Pour défendre son dossier auprès de l’Unesco, le gouvernement japonais a mis en avant deux caractéristiques de sa cuisine. Outre la “pratique sociale coutumière” visant à renforcer les liens de la famille et de la communauté, il insiste sur le fait que la cuisine japonaise repose sur “une alimentation saisonnière et respectueuse de la nature”. L’idée de proposer son inscription au patrimoine immatériel de l’humanité est apparue en mars 2012, un an après le tsunami et l’accident de la centrale nucléaire de Fukushima Dai-ichi. Cet événement a eu un impact très négatif sur les aliments venus du Japon. De nombreux pays ont décrété des embargos sur les produits alimentaires. En Corée du Sud, par exemple, où l’on consommait beaucoup de poissons venus de l’archipel, il est désormais interdit d’en importer. Dans d’autres Etats, des mesures du même genre restent en vigueur, ce qui évidemment ne facilite pas la vie des producteurs japonais.
En obtenant le label de l’Unesco, les autorités espèrent ramener plus rapidement la confiance. Cela tomberait bien pour le gouvernement actuel qui souhaite notamment que l’agriculture nationale se transforme en une agriculture de luxe capable d’exporter des produits d’excellence puisqu’elle ne sera pas en mesure de s’imposer face à la production de masse des grandes nations agricoles. La proposition du Premier ministre Abe Shinzô est intervenue, il y a quelques semaines, en pleine négociation du Partenariat Trans-Pacifique (TPP), l’accord de libre-échange initié par les Etats-Unis, auquel la majorité des agriculteurs japonais s’opposent. En ramenant la confiance grâce à l’inscription à l’Unesco, les autorités espèrent qu’elles pourront aussi assurer un avenir à la production agricole nationale.

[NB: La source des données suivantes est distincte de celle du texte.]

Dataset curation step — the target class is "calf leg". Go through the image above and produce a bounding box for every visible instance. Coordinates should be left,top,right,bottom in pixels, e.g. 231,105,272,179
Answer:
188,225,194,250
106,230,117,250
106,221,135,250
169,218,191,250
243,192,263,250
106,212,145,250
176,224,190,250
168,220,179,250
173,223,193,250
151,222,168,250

La popularité de la cuisine japonaise constitue une opportunité commerciale dont les Japonais veulent aussi profiter, en proposant des produits adaptés à certains us locaux. Bénéficiant du soutien du gouvernement japonais dans le cadre de la campagne Cool Japan, la société First spécialisée dans le marketing vient de lancer le Japan Halal Food Project (www.jhfp.jp). Il s’agit bien évidemment de promouvoir la diffusion des produits alimentaires japonais dans les pays musulmans. Le premier marché visé est l’Indonésie et ses 230 millions d’habitants dont 70 % sont de confession musulmane. Le lancement du site Cooking Japan, début décembre, qui propose en langue indonésienne des recettes et des conseils pour réaliser des plats japonais, a pour objectif d’amener la population locale à s’intéresser davantage à la cuisine nippone. Ses promoteurs attendent la visite d’au moins 200 000 visiteurs au cours des trois premiers mois de son exploitation. L’Asie constitue une zone prioritaire puisque c’est dans cette partie du monde que le nombre de restaurants japonais a littéralement explosé, passant de 10 000 en 2010 à 27 000 en 2013. PDG du groupe Kikkoman, leader de la sauce de soja, Mogi Yûsaburô est aussi président de l’Association pour la promotion des restaurants japonais à l’étranger (www.jronet.org). Il ne rate jamais une occasion de rappeler la nécessité de “valoriser la cuisine japonaise” et soutient vivement les démarches du gouvernement japonais en vue de l’inscrire au patrimoine immatériel de l’humanité. De toute évidence, c’est tout le Japon qui est en ordre de bataille pour défendre sa gastronomie.